En la madrugada del 28 de agosto de 2026, un operativos de fuerzas federales en Michoacán culminó en la muerte de Enrique ‘N’, conocido como ‘R5’ o ‘Wicho’. Este individuo, identificado como líder del Cártel de Los Reyes, era uno de los objetivos prioritarios para las autoridades estadounidenses, que habían ofrecido una recompensa de hasta 3 millones de dólares por su captura. Según el gobernador de Michoacán, Alfredo Ramírez Bedolla, ‘R5’ fue abatido durante un enfrentamiento con integrantes de la Fiscalía Especializada en materia de Delincuencia Organizada (FEMDO) en el municipio de Los Reyes.
La trayectoria de ‘R5’ en el mundo del crimen se consolidó tras la captura de Alfonso ‘N’, alias ‘La Quiringua’, a quien reemplazó en el liderazgo del cártel. El Cártel de Los Reyes ha estado vinculado a múltiples episodios de violencia y homicidios, particularmente en los municipios de Los Reyes, Peribán y Tocumbo. Estas áreas, situadas cerca de la frontera con Jalisco, han sufrido una ola de criminalidad que ha puesto en jaque a las autoridades locales.

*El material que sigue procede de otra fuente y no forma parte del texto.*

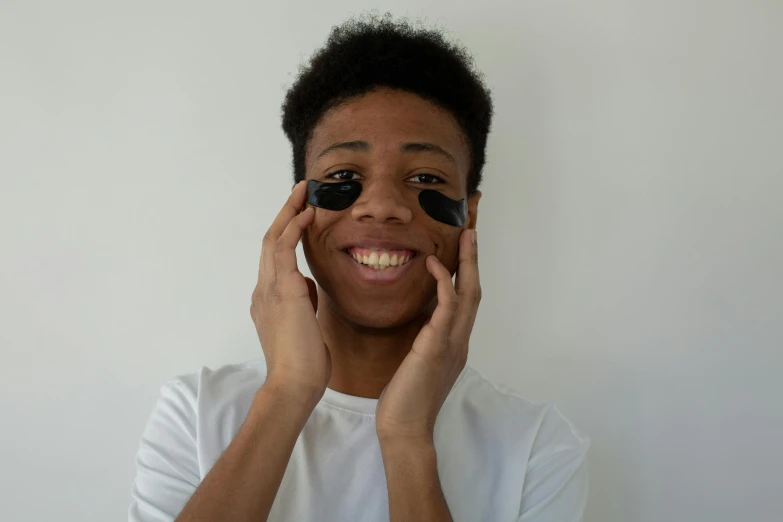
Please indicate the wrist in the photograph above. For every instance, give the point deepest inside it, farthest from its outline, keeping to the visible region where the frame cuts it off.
(415, 447)
(295, 401)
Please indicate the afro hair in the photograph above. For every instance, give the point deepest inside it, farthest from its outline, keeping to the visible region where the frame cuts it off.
(370, 52)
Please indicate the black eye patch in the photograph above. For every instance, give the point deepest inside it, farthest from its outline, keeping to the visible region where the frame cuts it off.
(341, 195)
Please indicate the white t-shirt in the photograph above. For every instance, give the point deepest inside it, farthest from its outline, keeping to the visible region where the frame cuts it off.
(500, 457)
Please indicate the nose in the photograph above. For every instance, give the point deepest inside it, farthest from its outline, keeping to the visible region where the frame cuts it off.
(383, 199)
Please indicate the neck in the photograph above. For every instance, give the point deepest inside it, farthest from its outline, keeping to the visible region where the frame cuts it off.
(364, 359)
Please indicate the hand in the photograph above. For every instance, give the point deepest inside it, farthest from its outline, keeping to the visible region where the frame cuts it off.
(410, 403)
(284, 304)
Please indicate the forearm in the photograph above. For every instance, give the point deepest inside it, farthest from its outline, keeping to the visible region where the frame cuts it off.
(412, 479)
(243, 483)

Curiosamente, antes de su incursión en actividades delictivas, tanto ‘R5’ como ‘La Quiringua’ formaron parte de grupos de autodefensa en Michoacán. Originalmente, operaban centros contra las adicciones, diseñados para proteger a desertores de Los Caballeros Templarios, pero estos espacios eventualmente se transformaron en herramientas para reclutar jóvenes en su entorno delictivo.
El Cártel de Los Reyes ha sido identificado como parte de Cárteles Unidos, una coalición de organizaciones criminales que surgió en respuesta a la creciente amenaza del Cártel Jalisco Nueva Generación (CJNG) en la región. Esta alianza ha sido catalogada por el gobierno estadounidense como una organización terrorista extranjera. La muerte de ‘R5’ representa un golpe significativo para estas estructuras criminales, ya que su liderazgo era decisivo en la disputa por el control del territorio en Michoacán.

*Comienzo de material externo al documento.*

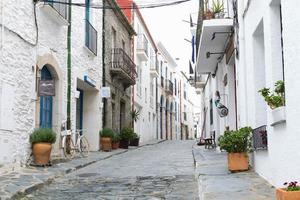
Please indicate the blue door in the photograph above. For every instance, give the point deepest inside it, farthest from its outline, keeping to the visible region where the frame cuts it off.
(46, 103)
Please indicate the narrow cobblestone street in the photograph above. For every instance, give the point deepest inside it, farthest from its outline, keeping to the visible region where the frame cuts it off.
(161, 171)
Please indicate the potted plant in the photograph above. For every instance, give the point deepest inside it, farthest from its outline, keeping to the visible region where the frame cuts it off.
(291, 192)
(135, 140)
(41, 140)
(237, 144)
(276, 101)
(126, 135)
(218, 9)
(116, 141)
(106, 136)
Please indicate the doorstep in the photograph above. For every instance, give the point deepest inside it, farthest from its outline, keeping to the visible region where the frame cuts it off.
(217, 183)
(26, 180)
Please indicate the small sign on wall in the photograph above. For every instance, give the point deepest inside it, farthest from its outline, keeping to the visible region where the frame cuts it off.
(47, 88)
(105, 92)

Con su abatimiento, el operativo marca un avance en la estrategia nacional contra los generadores de violencia en el país. A medida que las fuerzas federales intensifican sus esfuerzos, la captura o eliminación de líderes delictivos es vista como un paso esencial para recuperar el control en una región que ha sido escenario de múltiples enfrentamientos y actos de violencia extrema.
A medida que se desarrollan los acontecimientos, las autoridades continuarán este esfuerzo en un contexto donde la lucha contra el crimen organizado sigue siendo un desafío crítico para la seguridad nacional en México.